His rage took him by surprise: it was a sudden huge pressure in his chest. He said, “I’m more than you ever dreamed of. I could kill us both, you know. It’s been seven years. Things have changed. If I wanted you to you’d drive right off the retaining wall of this freeway. You don’t believe it? But just think, Max. Think how nice it would be. Like flying. Flying out into the void. A little gas, a little twist of the wheel. Like flying, Max—”

The words had spilled out of him. He stopped, aware of the sweat beading on Max’s brow, the way his fingers trembled on the wheel.

My God, he thought. It’s true. I could do that.

He felt suddenly cold.

“You can drop me at the off ramp,” he said.

Max pulled up obediently near a bus stop, wordless and wide-eyed. John climbed out without saying goodbye. He watched as the black Ford shuddered away from the curb and merged uncertainly with the traffic.

Twelve years old.

Alone on this empty, wide boulevard.

It was nighttime now, and very cold.

* * *

A week later, John retrieved the journals from Max’s safe.

He told the Woodwards he was sleeping over at a friend’s house. They were pleased to hear that he had finally made a friend and didn’t press him for details. He took the night bus into town and waited until the research unit was locked and dark. Then he shinnied up a maple tree and through one of the high access windows, hinged open to moderate the fierce heating system.
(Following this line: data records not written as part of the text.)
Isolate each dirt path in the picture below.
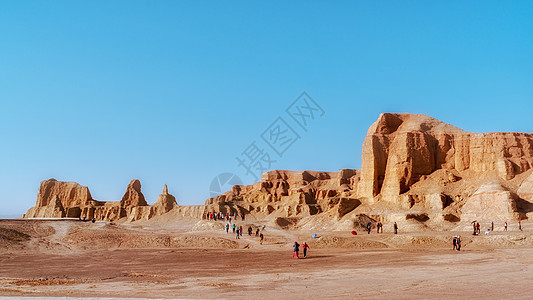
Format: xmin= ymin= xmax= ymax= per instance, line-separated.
xmin=0 ymin=249 xmax=533 ymax=299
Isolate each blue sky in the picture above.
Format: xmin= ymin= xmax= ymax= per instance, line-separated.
xmin=0 ymin=1 xmax=533 ymax=215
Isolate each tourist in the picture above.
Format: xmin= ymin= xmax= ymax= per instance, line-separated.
xmin=452 ymin=235 xmax=457 ymax=250
xmin=292 ymin=242 xmax=300 ymax=259
xmin=302 ymin=242 xmax=311 ymax=258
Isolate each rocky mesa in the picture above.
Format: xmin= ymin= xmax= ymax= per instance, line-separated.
xmin=24 ymin=113 xmax=533 ymax=230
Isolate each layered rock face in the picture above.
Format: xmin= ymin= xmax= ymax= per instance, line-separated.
xmin=205 ymin=169 xmax=359 ymax=217
xmin=21 ymin=114 xmax=533 ymax=230
xmin=120 ymin=179 xmax=148 ymax=207
xmin=206 ymin=114 xmax=533 ymax=229
xmin=359 ymin=114 xmax=533 ymax=202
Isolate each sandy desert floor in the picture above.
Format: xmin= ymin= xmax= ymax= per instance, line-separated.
xmin=0 ymin=220 xmax=533 ymax=299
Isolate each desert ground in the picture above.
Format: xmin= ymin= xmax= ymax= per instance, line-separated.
xmin=0 ymin=219 xmax=533 ymax=299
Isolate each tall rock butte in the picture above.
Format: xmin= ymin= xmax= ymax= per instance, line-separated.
xmin=25 ymin=113 xmax=533 ymax=230
xmin=359 ymin=113 xmax=533 ymax=202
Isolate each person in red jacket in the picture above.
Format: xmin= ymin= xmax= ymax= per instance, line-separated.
xmin=302 ymin=242 xmax=311 ymax=258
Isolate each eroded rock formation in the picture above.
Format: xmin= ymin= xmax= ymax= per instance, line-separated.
xmin=23 ymin=179 xmax=178 ymax=221
xmin=22 ymin=114 xmax=533 ymax=230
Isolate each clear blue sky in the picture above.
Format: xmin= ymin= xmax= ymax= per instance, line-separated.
xmin=0 ymin=0 xmax=533 ymax=215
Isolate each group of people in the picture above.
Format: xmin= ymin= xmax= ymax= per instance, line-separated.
xmin=225 ymin=223 xmax=265 ymax=245
xmin=292 ymin=242 xmax=310 ymax=259
xmin=205 ymin=211 xmax=246 ymax=223
xmin=472 ymin=220 xmax=522 ymax=235
xmin=78 ymin=215 xmax=96 ymax=223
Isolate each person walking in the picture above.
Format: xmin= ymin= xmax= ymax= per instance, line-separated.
xmin=292 ymin=242 xmax=300 ymax=259
xmin=302 ymin=242 xmax=311 ymax=258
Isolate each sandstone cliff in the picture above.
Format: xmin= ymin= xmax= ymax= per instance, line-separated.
xmin=25 ymin=114 xmax=533 ymax=230
xmin=23 ymin=179 xmax=178 ymax=221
He took the documents from the safe under Max’s desk, photocopied them on the Xerox machine in the adjoining room, then returned the originals. He folded the copies and tucked them under his belt in order to keep his hands free.

In the corridor outside Max’s office he was surprised by a security guard.
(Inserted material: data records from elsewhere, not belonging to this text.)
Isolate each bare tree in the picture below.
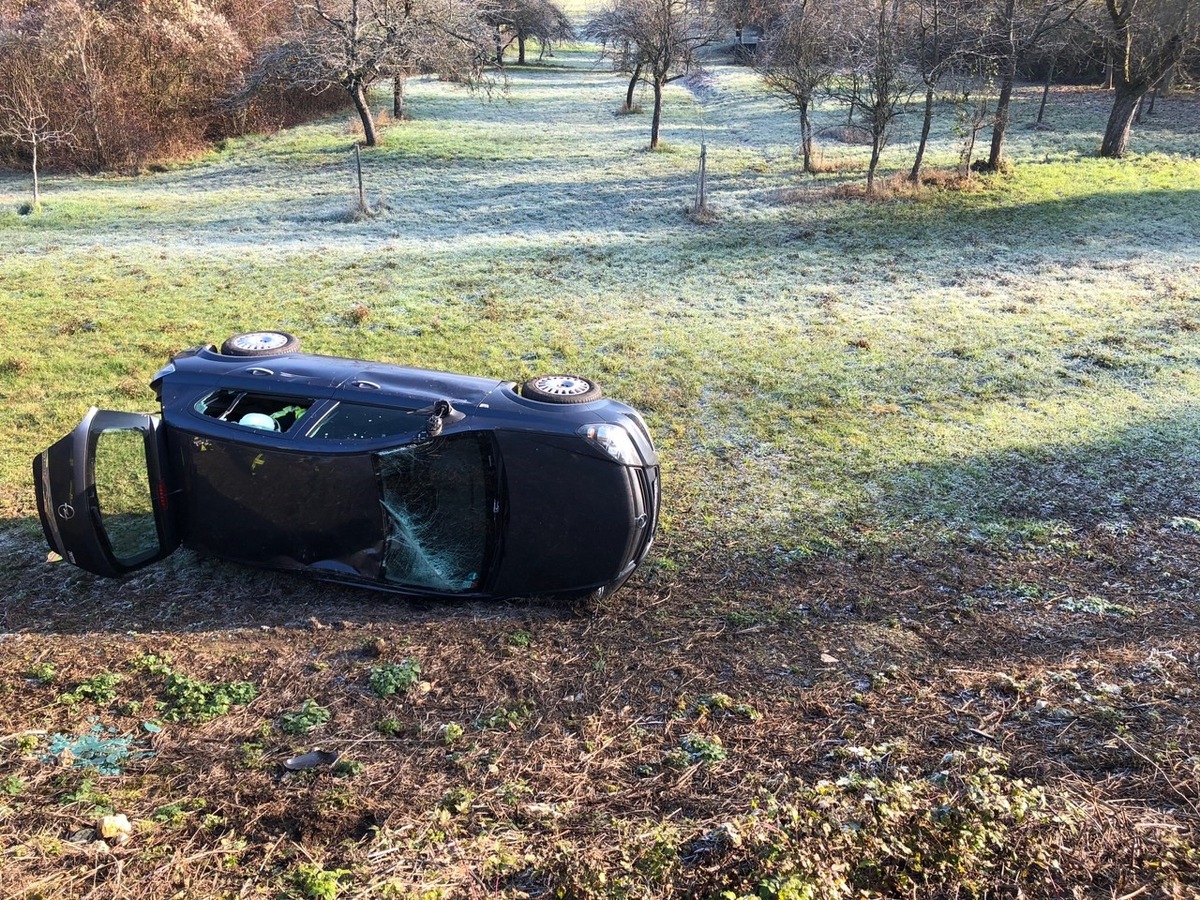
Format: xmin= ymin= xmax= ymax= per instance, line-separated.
xmin=757 ymin=0 xmax=836 ymax=174
xmin=1100 ymin=0 xmax=1200 ymax=158
xmin=586 ymin=0 xmax=719 ymax=150
xmin=834 ymin=0 xmax=912 ymax=197
xmin=908 ymin=0 xmax=979 ymax=185
xmin=0 ymin=22 xmax=73 ymax=211
xmin=487 ymin=0 xmax=575 ymax=66
xmin=253 ymin=0 xmax=487 ymax=146
xmin=986 ymin=0 xmax=1089 ymax=172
The guard was a fat bald man in a blue suit with a pistol at his hip. He came around an angle in the hallway and stood gawking at John for a long instant before dashing forward.

John discovered that he was calm, that he was able to return the guard’s stare and stand his ground. He should have been frightened. Instead, he felt something else … a heady combination of power and contempt. Because the guard was transparent: every twitch betrayed his thoughts. He was a machine, John thought. A noisy engine of belligerence and fear.
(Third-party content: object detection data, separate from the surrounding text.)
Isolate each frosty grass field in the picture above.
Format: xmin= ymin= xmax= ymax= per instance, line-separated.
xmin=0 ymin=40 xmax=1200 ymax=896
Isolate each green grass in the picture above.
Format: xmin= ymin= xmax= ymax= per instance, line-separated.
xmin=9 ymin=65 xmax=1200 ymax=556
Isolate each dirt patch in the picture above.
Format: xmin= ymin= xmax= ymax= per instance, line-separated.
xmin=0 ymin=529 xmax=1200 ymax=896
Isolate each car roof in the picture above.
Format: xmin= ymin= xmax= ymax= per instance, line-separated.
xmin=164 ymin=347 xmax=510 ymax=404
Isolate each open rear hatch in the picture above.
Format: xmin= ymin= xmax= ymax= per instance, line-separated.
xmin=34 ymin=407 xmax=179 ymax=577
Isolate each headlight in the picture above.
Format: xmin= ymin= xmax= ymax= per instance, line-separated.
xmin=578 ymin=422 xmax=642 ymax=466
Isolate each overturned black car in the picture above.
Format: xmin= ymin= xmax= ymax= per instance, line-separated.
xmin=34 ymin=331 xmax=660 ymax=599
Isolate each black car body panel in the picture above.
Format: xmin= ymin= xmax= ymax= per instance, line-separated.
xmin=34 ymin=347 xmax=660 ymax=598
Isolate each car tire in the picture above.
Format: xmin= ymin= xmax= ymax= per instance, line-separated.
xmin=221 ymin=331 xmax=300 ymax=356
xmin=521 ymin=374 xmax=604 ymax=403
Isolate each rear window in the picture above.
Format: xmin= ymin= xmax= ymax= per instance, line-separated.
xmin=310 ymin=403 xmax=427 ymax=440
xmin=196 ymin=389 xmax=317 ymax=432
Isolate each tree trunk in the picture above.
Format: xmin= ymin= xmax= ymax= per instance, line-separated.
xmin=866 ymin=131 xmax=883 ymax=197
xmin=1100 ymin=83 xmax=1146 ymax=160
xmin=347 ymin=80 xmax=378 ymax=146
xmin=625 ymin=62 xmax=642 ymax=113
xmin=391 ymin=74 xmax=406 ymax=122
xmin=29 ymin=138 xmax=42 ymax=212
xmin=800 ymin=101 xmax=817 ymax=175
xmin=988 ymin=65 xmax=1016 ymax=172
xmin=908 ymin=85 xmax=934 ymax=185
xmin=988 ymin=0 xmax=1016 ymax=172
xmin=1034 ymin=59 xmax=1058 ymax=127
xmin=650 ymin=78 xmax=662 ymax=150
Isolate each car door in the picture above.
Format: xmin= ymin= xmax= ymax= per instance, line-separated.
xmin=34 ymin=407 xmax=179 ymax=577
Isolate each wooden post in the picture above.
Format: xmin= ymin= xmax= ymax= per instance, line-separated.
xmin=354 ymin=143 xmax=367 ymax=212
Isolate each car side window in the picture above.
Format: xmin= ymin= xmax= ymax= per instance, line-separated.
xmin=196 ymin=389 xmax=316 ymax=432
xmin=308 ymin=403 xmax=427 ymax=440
He spoke up before the guard could find words, made his own voice calm and uninflected: “I want to leave. No one has to know I was here.” Then watched the wheels turning as the imperatives registered, uncertainty turning down the corners of the man’s mouth and narrowing his eyes. If I phone this in I’ll have to fill out a fucking report; it was as good as reading his mind. “I ought to kick your ass,” the guard began, but it was not so much a threat as a question: can I say this?

“Don’t,” John said.

The guard backed off a step.

Amazing. John knew about suggestibility and the phenomenon of hypnosis, but he was surprised at how effortless it was, how utterly pleasurable. He had bypassed all the barriers; he was talking now directly to the delicate core of self behind this uniform: he pictured something wet and pinkly quivering, an “ego.” It was an easy target.

He said, “Open the door at the back.”

The guard turned and led him down the hallway.

At the door the spell seemed to falter. “Thieving little bastard,” the guard said. “I ought to—”

But John silenced him with a look.

He transferred the thick manila folder of photocopies from his belt to his hand. The guard was standing directly behind him, but didn’t see—or didn’t want to.

John closed the door and listened as the lock slid home.

The night air was cold and bracing. He stood for a moment in the shadow of a tree, smiling. He felt good. Felt free. Freer than he had ever been before.

* * *

Reading the research notes, he was shocked to find Marga described as “an unemployed, gravid white female of doubtful morals”—shocked in general by the tone of callous indifference Max had assumed. But he supposed Max had already cast his lot with Homo Superior. This was contempt by proxy, the exploitation of the old order for the sake of the new. Max did not believe in “the people.” Presumably Marga was a thief and a torturer manqué.

The story of his genesis, however, the intrauterine injections and the forced cortical growth, made perfect sense. He had guessed much of this before.